Member of the Executive Council of KwaZulu-Natal for Economic Development and Tourism
- In office 29 November 2002 – 23 April 2004
- Premier: Lionel Mtshali
- Preceded by: Mike Mabuyakhulu
- Succeeded by: Mike Mabuyakhulu

Member of the KwaZulu-Natal Legislature
- In office 1994–2009

Member of Parliament for Pinetown
- In office 1984–1994
- Succeeded by: Constituency abolished

Personal details
- Born: 8 April 1945
- Died: 14 November 2025 (aged 80)
- Party: Democratic Alliance
- Other political affiliations: Democratic Party Progressive Federal Party
- Spouse: Sue Burrows
- Profession: Educator, politician

= Roger Burrows =

South African politician and educator (1945–2025)

Roger Marshall Burrows (8 April 1945 – 14 November 2025) was a South African politician and educator. A member of multiple political parties, Burrows was elected the Member of Parliament for Pinetown in 1984. He was later elected to the KwaZulu-Natal Legislature for the Democratic Party, which later evolved into the Democratic Alliance. He served a stint in the Executive Council of KwaZulu-Natal as a Member of the Executive Council from 2002 until 2004 before retiring from politics in 2009.

==Early life and career==
Burrows was born on 8 April 1945. He qualified as a teacher and worked as one for 12 years before serving as the general secretary of the Natal Teachers' Union, now known as the Association of Professional Educators, for four years. In 1984, he was elected to the House of Assembly of South Africa for the Pinetown constituency as a member of the Progressive Federal Party, which later became the Democratic Party in 1989 and then the Democratic Alliance in 2000.

He was elected to the newly established KwaZulu-Natal Legislature in the 1994 general election and re-elected subsequently. He served as the party's caucus leader in the legislature as well as the party's provincial leader. In 1996, he assisted future Democratic Alliance politician Mbali Ntuli's family and Ntuli cited Burrows's values as to why she later decided to join the DA.

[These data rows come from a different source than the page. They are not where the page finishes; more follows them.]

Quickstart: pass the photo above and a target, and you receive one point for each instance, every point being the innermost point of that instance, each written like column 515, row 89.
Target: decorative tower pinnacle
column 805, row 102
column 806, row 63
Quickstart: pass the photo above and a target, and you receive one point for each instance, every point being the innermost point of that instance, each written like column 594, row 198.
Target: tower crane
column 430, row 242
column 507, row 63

On 29 November 2002, Burrows was appointed to the Executive Council, the provincial cabinet of KwaZulu-Natal, as the Member of the Executive Council (MEC) for Economic Development and Tourism by premier Lionel Mtshali of the Inkatha Freedom Party, replacing African National Congress member Mike Mabuyakhulu. The IFP and DA then formed a coalition government to govern the province. He attended his first provincial cabinet meeting in early-December 2002.

As MEC, he supported an industrial strategy for KwaZulu-Natal and emphasised black economic empowerment as well as the development of small, medium and micro enterprises as being a key part of the industrial strategy. He received the Public Service Commission's independent report into allegations of corruption and maladministration made against several senior staff members at the provincial department of economic development and tourism in January 2004. He was not reappointed to the Executive Council following the election that was held later that year and was succeeded by his predecessor, Mike Mabuyakhulu.

Burrows announced his retirement as DA provincial leader ahead of the party's provincial congress in August 2006. As provincial leader of the DA, he grew the party from winning two seats in the 1994 general election to winning seven seats in the 2004 general election. Burrows was described as having social democratic principles instead of the liberal principles that most of the members of the DA caucus in the legislature adhered to.

He continued serving in the provincial legislature until 2009 general election and was succeeded by John Steenhuisen as the leader of the DA caucus in the legislature.

==Personal life and death==
Burrows was married to Sue, who served as a councillor in the South Central local council in Durban.

Burrows died following a long illness on 14 November 2025, at the age of 80. DA leader John Steenhuisen paid tribute to him.